In Canterbury, Ohoka Park Truffierre has five acre rural blocks for sale with swimming pools and mixed establishments of 200–250 truffle-inoculated trees. Based on the Oaklands success, it is claimed that such plantations have the potential to yield 50–80 kg per year. Similar developments are being investigated in Northland and Bay of Plenty.

More than 10 000 truffle-inoculated oaks and hazels are now planted on properties around the country and these numbers are expected to increase rapidly. It takes some months to produce an inoculated seedling and all this years stock is fully accounted for. Crop and Food Research is already taking orders for 2001.


Opportunities for classroom activity

Material like this which has been sourced from press releases provides an entry point into a variety of classroom activities in technology. Given that production of truffles is presently restricted to only a few regions within New Zealand it provides a stimulus for exploration of related needs and opportunities which could lead on to possible student technological practice

 

Generalised market research could be carried out to find out more about :

  • the nature of the market specifically for truffles – size, location, consumer profile etc
  • how the fruit is packaged and transported to reach their target market.
  • problems experienced in the harvesting, packaging, and transport of the fruit.
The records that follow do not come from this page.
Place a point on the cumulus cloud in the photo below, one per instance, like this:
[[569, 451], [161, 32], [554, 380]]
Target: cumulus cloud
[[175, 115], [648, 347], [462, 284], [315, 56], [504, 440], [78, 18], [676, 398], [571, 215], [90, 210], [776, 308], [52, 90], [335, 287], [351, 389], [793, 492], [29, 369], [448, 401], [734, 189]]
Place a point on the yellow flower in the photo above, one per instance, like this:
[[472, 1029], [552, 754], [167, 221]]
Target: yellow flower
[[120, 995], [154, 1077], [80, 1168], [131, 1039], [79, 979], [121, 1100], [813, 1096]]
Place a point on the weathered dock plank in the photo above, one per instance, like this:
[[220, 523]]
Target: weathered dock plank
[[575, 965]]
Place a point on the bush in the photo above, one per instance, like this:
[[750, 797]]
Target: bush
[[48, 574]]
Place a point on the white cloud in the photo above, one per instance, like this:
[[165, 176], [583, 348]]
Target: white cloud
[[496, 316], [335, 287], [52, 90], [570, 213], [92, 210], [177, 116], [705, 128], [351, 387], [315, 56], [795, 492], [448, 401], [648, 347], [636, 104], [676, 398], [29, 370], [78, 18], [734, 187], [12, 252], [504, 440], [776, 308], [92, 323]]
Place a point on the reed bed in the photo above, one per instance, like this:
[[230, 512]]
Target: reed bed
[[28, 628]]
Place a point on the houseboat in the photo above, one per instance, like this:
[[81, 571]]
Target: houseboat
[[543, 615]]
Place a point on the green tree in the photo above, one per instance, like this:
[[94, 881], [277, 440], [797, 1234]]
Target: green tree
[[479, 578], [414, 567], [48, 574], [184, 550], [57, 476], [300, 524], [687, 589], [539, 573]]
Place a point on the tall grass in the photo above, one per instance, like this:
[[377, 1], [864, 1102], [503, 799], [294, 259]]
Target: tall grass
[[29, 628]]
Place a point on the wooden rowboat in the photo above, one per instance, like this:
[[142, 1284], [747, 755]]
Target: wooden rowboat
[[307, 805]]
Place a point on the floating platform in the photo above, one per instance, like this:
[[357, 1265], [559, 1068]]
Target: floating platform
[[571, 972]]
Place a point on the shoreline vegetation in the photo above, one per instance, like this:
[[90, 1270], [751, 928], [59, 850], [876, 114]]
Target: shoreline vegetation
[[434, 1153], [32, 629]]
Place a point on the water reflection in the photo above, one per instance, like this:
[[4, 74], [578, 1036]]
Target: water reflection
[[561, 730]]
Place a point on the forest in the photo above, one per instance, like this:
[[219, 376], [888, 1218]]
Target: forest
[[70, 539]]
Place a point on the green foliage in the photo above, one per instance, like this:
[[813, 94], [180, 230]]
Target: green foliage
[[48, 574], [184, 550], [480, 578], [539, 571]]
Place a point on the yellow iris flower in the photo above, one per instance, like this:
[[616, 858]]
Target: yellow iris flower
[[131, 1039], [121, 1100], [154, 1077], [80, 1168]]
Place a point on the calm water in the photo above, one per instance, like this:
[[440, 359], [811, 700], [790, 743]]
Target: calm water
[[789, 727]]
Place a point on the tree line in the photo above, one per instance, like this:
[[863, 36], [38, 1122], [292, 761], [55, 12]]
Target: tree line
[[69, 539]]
New Zealand growing conditions can be well suited to a range products (including edible fungi) which are easier to grow than the truffle, less expensive to buy, and with as yet untapped potential. This story could be used as a starter into student technological activity.

Given the expanding nature of the industry research could also be targeted at inoculation and propagation of seedlings – incorporating specific technical skills and regulatory and quality control issues associated with the production and use of truffles and other edible fungi.


Examples of specific technological practice which could result

  • Creation of advertising packages to promote the widening of the national production base for the fruit.
  • Local feasibility studies for production – siting of plantations, process design, etc.
  • Developing new culinary opportunities for using edible fungi.
  • New packaging and presentation techniques for transportation and/or marketing of the fruit.